IS428 AY2019-20T1 Assign Tommy Johnson DataAnalysisTransformation

From Visual Analytics for Business Intelligence
Jump to navigation Jump to search

Nuclear-power-plant 09-24-18.jpg Visualization Analysis on Always Safe nuclear power plant

 

Problem & Motivation

Data Analysis & Transformation

 

Interactive Visualization

 

Observation & Anomalies

Before moving on to the analysis, it is essential to clean and transform the raw data so that I can bring value to the analysis. In the zipped file, I am given 3 raw data sets namely:

  • MobileSensorReadings.csv - contains the sensor readings of different mobile sensor Ids over a period of time and its locations
  • StaticSensorReadings.csv - contains the sensor readings of different static sensor Ids over a period of time
  • StaticSensorLocations.csv - contains the different static sensor Ids with its locations

I will be using Tableau Prep to clean and transform the data. It is a new feature provided by the Tableau. The following section will explain step by step on how I prepare the data sets.

1. Combine the Static sensor readings and locations

JoinStaticsensor.png

The first step is to combine the two csv files of static into one. This is to create a tidier data (Tall and skinny structure). I use Join to combine the columns from two different files into one.

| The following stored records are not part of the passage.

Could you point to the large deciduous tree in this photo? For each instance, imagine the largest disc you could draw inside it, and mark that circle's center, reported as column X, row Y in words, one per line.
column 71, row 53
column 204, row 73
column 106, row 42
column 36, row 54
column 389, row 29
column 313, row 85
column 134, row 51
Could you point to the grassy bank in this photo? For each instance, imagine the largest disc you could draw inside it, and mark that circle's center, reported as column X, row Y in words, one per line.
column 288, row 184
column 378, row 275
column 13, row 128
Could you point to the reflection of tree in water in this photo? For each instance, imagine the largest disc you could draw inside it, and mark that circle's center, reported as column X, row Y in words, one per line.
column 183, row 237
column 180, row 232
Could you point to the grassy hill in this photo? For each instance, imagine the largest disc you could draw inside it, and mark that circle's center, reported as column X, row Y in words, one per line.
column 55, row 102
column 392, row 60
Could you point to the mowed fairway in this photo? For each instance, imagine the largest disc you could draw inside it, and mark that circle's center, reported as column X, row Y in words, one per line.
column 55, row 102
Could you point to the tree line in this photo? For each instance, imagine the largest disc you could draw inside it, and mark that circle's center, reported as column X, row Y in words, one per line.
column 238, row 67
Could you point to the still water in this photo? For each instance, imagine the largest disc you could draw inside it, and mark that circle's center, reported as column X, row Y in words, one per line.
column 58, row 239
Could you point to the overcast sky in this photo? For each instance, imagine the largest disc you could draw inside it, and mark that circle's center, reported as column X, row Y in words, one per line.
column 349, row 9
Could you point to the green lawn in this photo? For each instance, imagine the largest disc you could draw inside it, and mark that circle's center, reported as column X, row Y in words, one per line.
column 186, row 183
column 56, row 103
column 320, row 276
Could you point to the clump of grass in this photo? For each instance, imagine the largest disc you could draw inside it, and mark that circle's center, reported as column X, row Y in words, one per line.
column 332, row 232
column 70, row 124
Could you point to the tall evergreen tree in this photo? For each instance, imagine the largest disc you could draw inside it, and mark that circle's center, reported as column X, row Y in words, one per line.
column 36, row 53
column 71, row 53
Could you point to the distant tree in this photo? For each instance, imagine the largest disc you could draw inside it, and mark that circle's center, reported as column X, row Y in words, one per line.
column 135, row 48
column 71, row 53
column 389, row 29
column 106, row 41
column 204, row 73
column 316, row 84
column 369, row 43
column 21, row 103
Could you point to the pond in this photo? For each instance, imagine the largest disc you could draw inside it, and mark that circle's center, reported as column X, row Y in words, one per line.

2. Create a calculated field for Static and Mobile sensor Ids

CleanSensorId.PNG

The next step is to concatenate "- Static" or "- Mobile" at the back of the sensor Ids with the [Sensor-id] + "- Mobile" or [Sensor-id] + "- Static" calculated fields. This is because I realize that the static sensor Ids have the same Id number although they are referring to different records. Hence, this is done to avoid confusion at the later part. The final output will be as follow.

Static Sensor

Staticdata.PNG


Mobile Sensor

Mobiledata.PNG

3. Combine the static and mobile sensor data into one

Combinedata.PNG

The next step is to combine the static and mobile sensor data into 1 file. This will be the working file that I am going to use in Tableau. I use Union because I am just going to append more rows. After that, I will still need to clean the data to remove any duplicate columns so that all columns are arranged.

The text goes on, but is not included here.